Happy days. When I left home and moved to London, my local railway station was Paddington, which had a better choice of trains but wasn't nearly so glamorous and had no burbling brook. After 25 years, I moved out of London, and now my local station is very much like Gresford used to be. Gresford has been closed, I believe, but Freshford, near Bradford-on-Avon, is still very much open. Freshford is that rare thing among stations - a request stop (my friends seldom believe me when I tell them this), and you have to stick out your hand to make a train stop, or, if you are on the train and want to get off, alert the guard in good time.

Not every train stops at Freshford, of course. On Sundays, we quite often get re-routed Inter-City trains purring through. A friend of mine once put out his hand for one of these trains, thinking it was the local stopper. The driver thought so too, for a moment, and screeched to a halt just beyond the platform, whereupon the guard put his head out of the window and shouted "We don't stop here!" before the train moved on.

Freshford has the same sort of valley setting that Gresford had. They have recently put in a new pedestrian bridge, which argues that they are planning to keep the station open. But the most extraordinary thing I have seen in the station recently - last week, in fact - was a train whose destination was stated on the front as "Lime Street".

This was ridiculous. Lime Street is in Liverpool. Most trains expire when they get to Bristol and never go further than Cardiff. I got on the train (I was going to Newport) and sat down, only to hear the announcement: "This is the Portsmouth service to Liverpool and Cardiff. The train will divide at Newport, where one half will go on to Cardiff and Cwmbran, while the other half will go to Liverpool Lime Street, calling at ..."

There followed a litany of glorious border names such as Hereford, Ludlow, Church Stretton and Shrewsbury, followed by Crewe, Runcorn and Liverpool. I couldn't believe my ears. A train from Freshford, on the edge of Somerset, going direct to Liverpool - and going the scenic way, as well!
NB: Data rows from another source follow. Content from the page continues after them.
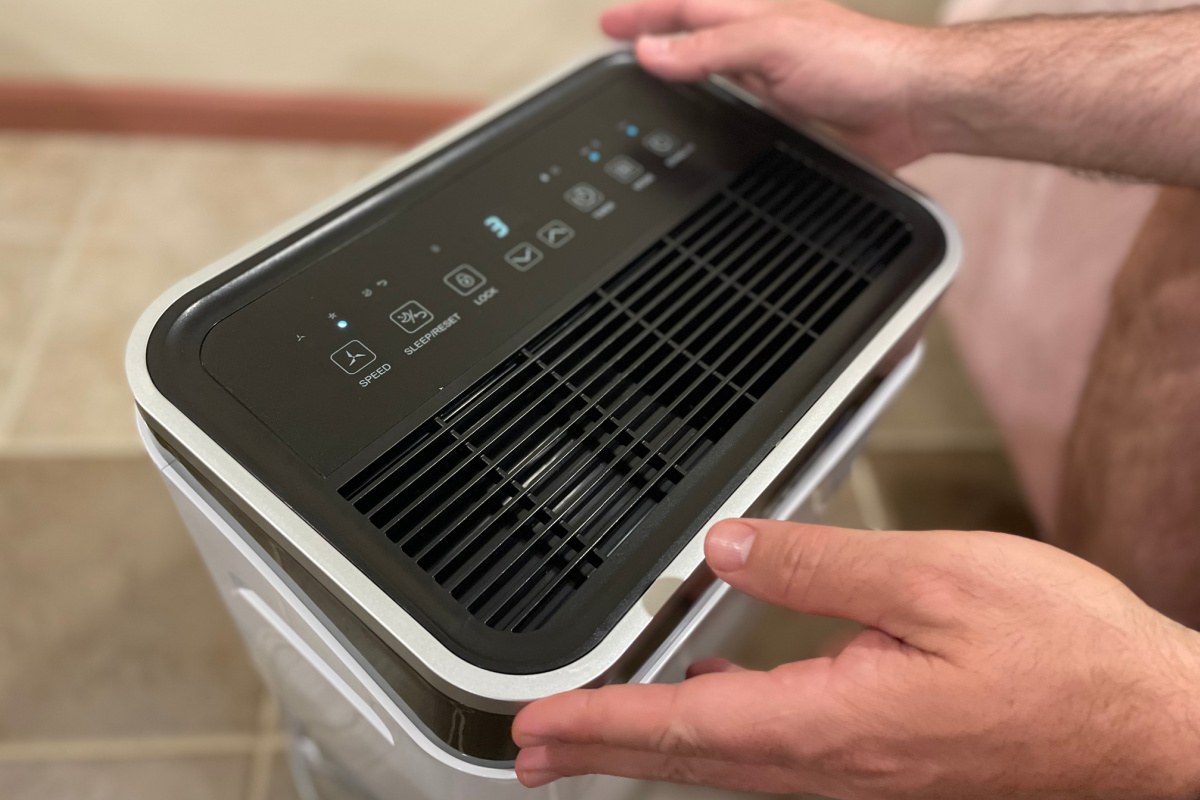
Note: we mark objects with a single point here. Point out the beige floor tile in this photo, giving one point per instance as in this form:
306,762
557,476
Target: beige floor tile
42,178
957,491
281,786
174,206
112,626
24,276
940,407
203,779
192,200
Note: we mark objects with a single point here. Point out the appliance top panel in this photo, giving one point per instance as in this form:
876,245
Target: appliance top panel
510,382
406,300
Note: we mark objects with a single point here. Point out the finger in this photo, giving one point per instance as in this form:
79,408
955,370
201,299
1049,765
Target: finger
673,16
540,765
901,583
711,666
753,46
733,715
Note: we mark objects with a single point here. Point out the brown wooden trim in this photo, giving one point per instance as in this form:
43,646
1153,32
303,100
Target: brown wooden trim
214,113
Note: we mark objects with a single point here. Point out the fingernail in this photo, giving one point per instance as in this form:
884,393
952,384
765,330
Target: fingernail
533,779
729,545
654,44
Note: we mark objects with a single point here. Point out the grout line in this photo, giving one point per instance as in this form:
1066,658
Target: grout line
137,747
971,440
61,270
258,782
870,498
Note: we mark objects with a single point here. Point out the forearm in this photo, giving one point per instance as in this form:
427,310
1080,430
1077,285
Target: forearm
1115,94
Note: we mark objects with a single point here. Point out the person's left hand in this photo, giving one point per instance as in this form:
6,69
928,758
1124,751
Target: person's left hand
993,667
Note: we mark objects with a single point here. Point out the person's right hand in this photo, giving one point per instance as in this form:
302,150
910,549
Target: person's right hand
809,59
993,667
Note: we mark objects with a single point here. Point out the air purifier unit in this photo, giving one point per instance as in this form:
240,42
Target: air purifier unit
451,441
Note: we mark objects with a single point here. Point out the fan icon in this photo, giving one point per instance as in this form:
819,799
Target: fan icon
353,356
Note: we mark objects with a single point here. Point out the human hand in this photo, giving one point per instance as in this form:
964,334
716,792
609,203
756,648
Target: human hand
810,59
991,667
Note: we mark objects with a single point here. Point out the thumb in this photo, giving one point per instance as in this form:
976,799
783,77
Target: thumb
895,582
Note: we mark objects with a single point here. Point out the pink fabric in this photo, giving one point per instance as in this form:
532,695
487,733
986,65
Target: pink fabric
1042,250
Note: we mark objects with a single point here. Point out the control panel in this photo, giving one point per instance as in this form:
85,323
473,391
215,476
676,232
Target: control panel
391,312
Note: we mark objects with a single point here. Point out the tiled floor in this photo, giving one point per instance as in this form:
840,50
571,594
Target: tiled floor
120,674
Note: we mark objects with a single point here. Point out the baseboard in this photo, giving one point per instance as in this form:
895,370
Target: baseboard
215,113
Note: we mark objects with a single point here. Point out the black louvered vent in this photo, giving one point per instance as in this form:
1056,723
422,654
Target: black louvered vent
517,492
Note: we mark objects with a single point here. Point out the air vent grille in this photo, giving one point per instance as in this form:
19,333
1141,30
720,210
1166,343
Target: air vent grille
519,491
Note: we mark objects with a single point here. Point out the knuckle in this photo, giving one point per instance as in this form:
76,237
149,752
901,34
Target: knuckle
799,559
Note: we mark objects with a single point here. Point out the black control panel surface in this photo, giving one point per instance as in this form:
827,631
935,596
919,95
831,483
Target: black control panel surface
385,317
348,365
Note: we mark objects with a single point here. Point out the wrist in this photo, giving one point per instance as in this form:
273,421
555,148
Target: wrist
948,89
1179,740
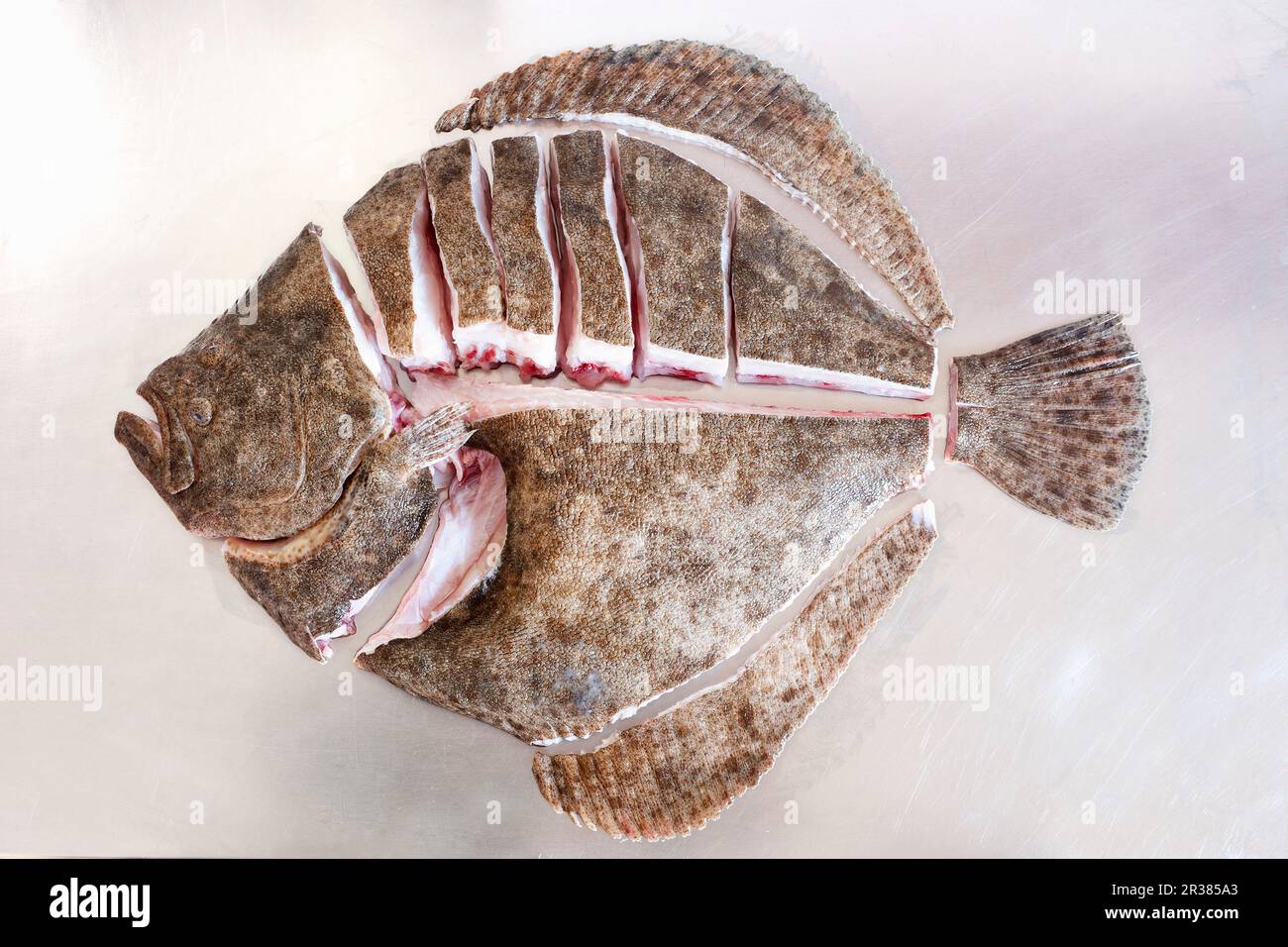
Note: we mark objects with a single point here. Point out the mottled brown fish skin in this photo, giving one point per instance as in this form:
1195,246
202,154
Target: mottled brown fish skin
308,586
605,312
793,304
266,412
380,227
528,275
679,211
745,102
468,258
631,567
681,770
1059,420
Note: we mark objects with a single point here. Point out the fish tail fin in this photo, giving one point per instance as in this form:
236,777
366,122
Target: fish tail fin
1057,420
437,434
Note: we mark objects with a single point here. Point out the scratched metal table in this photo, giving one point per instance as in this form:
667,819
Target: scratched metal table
1134,697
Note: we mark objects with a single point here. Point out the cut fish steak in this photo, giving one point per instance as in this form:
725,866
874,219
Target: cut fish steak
460,206
684,767
391,237
600,342
742,105
643,548
675,224
802,320
524,232
314,582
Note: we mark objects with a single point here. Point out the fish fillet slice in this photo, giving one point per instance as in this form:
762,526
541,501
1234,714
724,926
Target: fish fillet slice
523,231
802,320
674,217
640,554
745,105
460,206
683,768
600,342
314,583
1059,420
465,549
390,235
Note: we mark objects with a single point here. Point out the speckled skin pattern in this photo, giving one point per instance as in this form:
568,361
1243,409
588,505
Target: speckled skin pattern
468,257
671,775
679,213
605,312
1059,420
385,508
380,227
262,423
745,102
631,567
528,282
793,304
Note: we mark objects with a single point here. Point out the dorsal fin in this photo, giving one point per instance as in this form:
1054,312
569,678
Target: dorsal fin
742,102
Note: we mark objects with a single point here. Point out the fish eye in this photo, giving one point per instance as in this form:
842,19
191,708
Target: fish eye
200,411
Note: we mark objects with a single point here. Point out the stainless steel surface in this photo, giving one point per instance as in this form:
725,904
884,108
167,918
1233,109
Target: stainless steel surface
1136,681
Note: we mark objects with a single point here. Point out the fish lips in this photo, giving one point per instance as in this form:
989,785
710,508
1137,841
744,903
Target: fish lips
161,451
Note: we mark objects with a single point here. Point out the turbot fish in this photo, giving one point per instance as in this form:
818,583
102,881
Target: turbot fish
576,549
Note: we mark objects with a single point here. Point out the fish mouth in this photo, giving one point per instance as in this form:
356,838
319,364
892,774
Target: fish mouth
160,449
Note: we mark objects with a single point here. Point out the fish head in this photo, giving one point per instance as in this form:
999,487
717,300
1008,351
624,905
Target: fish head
261,420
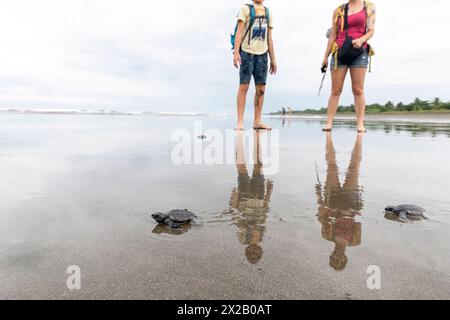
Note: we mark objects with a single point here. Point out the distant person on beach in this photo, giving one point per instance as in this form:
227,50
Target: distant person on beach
252,49
353,25
250,200
340,204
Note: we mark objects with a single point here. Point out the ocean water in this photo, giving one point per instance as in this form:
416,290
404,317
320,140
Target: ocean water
79,190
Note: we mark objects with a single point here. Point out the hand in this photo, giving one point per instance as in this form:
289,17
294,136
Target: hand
358,43
237,60
273,68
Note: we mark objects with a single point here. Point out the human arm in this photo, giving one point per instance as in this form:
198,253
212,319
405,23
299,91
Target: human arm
273,61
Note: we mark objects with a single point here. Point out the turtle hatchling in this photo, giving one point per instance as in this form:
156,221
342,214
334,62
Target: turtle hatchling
175,218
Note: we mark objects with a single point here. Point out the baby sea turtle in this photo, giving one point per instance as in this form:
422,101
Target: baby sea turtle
174,218
404,213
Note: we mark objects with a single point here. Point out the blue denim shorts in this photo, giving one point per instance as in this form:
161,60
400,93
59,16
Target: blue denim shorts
253,65
361,62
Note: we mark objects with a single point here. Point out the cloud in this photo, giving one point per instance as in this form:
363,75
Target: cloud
147,55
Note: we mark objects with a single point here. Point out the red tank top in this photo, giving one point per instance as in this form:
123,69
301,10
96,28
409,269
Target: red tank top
357,24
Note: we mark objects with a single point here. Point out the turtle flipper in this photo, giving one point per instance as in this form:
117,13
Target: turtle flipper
172,224
403,216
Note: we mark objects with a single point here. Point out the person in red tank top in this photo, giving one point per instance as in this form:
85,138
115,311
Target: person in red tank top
361,28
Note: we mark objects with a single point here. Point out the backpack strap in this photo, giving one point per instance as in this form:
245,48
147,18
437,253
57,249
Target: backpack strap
368,6
340,13
267,16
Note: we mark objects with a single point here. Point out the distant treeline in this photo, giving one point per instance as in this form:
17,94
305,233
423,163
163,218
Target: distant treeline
417,106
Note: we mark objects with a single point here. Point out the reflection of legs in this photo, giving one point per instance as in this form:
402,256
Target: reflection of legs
332,181
358,76
242,96
351,179
240,153
337,79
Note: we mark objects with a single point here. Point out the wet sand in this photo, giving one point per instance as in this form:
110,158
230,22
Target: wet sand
80,190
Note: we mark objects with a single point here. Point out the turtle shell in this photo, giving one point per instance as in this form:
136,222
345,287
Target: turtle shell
180,216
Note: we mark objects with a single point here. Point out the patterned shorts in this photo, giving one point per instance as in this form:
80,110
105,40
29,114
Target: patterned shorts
253,65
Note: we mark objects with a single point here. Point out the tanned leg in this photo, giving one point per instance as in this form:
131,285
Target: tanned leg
337,84
358,76
259,102
242,96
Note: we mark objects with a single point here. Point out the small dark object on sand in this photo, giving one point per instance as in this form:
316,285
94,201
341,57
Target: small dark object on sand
174,218
404,213
164,229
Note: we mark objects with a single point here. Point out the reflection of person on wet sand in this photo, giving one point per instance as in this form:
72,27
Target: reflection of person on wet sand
340,204
250,200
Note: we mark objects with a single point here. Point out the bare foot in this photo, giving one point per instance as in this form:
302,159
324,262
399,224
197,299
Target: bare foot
362,130
261,126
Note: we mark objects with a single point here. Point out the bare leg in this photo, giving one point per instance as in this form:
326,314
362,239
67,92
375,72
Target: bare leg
358,76
352,176
240,152
337,84
259,102
242,96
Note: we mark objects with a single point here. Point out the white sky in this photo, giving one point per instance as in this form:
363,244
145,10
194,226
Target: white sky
175,55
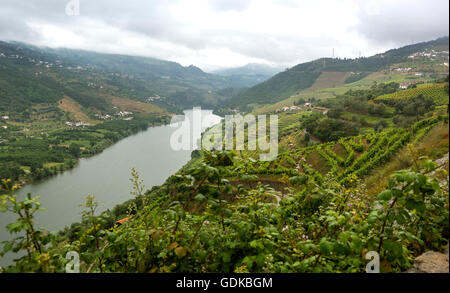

There was a man sitting opposite me, toying with a laptop. Across from him sat a blonde woman reading The Hungry Tide by Valerie Wood (the title of the book is not significant - I just put it in as colourful detail and to show how uselessly observant I am).

"How far are you going?" he asked her.

"Liverpool," she said, suspiciously.

"Great!" he said. "The reason I asked is that I'm one of the managers of the company, and we've just introduced this service as one of a new series of through-trains we are going to have. I mean, we shall never get people out of their cars and back on trains if we don't give them the through-services they need, right?"

It was uncannily like watching a TV commercial. Bright, shiny railway man talking about new trains to blonde reading romantic novel, which she abandons, saying: "New through-services? Hey, tell me more, handsome!"

She didn't say it, this being real life, so I took up the conversation instead, and he talked with such shining faith in the expansion of railway services that I have started to wonder since if privatisation may not have its good side.

After all, I suppose Gresford would never have been there in the first place if it hadn't been for private enterprise.